My contribution to the Humans of Scotland project #humansofscotland
Humans of Scotland will follow powerful and thought-provoking stories from ALLIANCE members and colleagues. This new initiative will span three weeks and showcase short stories about the everyday lives of the people they work with. My contribution to the project was published earlier this week.
As you can read on the The ALLIANCE's website, the aim of the project was:
'"to give the people we work with and who access support and services a visual platform to express their opinions on issues that they are passionate about. Their stories are the catalyst that operates the ethos of the ALLIANCE’s work and vision. Our hope is that this initiative will inspire, spark ideas and drive improvements of health and social care support and services.Humans of Scotland stories will cover a wide range of different topics and help people understand some of the issues facing people who are disabled, living with long term conditions and unpaid carers. The stories will be shared via our social media channels, mainly Instagram and Facebook."
You can read my contribution below or find it on the ALLIANCE's website.
I’ve never ‘stolen anyone’s job’ and have always been extremely conscious about not interfering with the British queuing system (referring to well-known politicians comments on Brexit). Yet, in recent years my status as a human being has been questioned, investigated and debated daily. Am I contributing enough in tax? Using the NHS too often? Am I one of the good migrants or one of the bad ones? In Brexit Britain, everyone seem to be allowed to examine and judge the usefulness of your existence.

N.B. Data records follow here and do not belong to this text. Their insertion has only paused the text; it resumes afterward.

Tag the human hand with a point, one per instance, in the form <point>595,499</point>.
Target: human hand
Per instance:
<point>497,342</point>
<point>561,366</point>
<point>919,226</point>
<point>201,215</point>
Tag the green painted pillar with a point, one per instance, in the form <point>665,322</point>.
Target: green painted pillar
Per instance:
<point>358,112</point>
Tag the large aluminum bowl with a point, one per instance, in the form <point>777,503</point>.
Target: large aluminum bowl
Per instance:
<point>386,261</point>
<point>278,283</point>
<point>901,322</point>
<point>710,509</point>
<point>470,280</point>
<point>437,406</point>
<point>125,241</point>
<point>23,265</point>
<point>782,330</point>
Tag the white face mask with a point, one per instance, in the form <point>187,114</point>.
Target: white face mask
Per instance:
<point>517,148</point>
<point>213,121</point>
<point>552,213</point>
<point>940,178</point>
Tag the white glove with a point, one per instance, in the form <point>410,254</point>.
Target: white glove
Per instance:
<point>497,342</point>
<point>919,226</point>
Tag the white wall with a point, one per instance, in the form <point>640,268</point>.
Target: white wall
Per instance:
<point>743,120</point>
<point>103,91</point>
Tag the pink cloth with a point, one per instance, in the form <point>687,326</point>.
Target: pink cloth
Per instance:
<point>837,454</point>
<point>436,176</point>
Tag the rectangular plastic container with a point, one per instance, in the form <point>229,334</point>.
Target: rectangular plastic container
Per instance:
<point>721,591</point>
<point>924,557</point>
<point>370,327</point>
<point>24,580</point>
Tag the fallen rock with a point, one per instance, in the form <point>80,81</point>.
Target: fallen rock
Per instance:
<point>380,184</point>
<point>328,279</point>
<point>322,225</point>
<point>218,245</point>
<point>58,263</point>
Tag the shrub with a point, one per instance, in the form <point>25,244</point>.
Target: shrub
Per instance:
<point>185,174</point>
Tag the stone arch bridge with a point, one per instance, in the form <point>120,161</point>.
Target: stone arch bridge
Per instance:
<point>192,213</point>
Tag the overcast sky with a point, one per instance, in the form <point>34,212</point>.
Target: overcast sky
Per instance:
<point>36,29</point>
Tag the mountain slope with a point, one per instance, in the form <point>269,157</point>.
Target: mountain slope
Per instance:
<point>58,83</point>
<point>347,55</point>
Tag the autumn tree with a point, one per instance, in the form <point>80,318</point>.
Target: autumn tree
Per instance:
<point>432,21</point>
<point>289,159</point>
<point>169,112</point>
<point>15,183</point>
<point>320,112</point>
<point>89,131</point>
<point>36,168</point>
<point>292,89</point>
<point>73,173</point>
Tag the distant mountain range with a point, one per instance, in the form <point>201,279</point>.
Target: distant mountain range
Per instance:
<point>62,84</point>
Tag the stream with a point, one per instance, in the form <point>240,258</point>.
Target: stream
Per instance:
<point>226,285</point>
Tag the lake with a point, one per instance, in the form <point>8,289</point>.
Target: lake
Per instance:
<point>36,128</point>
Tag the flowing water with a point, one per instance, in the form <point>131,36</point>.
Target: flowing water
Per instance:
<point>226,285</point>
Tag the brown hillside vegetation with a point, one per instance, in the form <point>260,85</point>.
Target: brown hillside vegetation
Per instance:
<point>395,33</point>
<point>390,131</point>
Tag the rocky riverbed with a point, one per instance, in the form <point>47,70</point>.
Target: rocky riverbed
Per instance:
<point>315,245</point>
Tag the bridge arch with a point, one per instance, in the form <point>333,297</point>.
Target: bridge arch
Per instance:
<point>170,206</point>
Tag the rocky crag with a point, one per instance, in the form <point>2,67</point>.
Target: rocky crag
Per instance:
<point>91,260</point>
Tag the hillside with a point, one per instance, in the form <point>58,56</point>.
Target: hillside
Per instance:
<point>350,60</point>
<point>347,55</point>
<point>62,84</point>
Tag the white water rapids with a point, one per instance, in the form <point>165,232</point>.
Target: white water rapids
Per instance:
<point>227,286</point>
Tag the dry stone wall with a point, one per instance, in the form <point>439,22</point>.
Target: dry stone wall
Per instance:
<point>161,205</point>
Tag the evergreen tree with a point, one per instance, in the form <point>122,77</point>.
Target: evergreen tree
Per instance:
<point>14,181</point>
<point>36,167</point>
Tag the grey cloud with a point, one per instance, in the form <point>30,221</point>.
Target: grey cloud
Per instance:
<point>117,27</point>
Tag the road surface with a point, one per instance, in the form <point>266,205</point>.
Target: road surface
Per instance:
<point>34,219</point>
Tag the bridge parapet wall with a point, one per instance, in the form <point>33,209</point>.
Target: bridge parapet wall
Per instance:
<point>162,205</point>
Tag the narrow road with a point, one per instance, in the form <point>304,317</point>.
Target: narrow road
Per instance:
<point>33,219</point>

At times like these, when your identity is a bit broken, extra levels of self-care are required. I’m extremely lucky to live in Scotland. Although I might not be protected from the political effect of the changes (as everyone else in this country), I receive enormous amounts of support from from my friends, local activists and Scottish people in general. If you’d asked me what I love the most about Scotland, I’d say it’s the sense of community, inclusion and resilience. I’m surrounded by amazing activists, passionate artists and educators who want to make world a better place. Being able to get involved, learn and spark even just a little idea for social change keeps me going and helps me to stay resilient to the external narratives of my migration status. For now, I’ll continue to define myself as a ‘New Scot’ and frame my existence around being a decent human-being, not just a deserving migrant.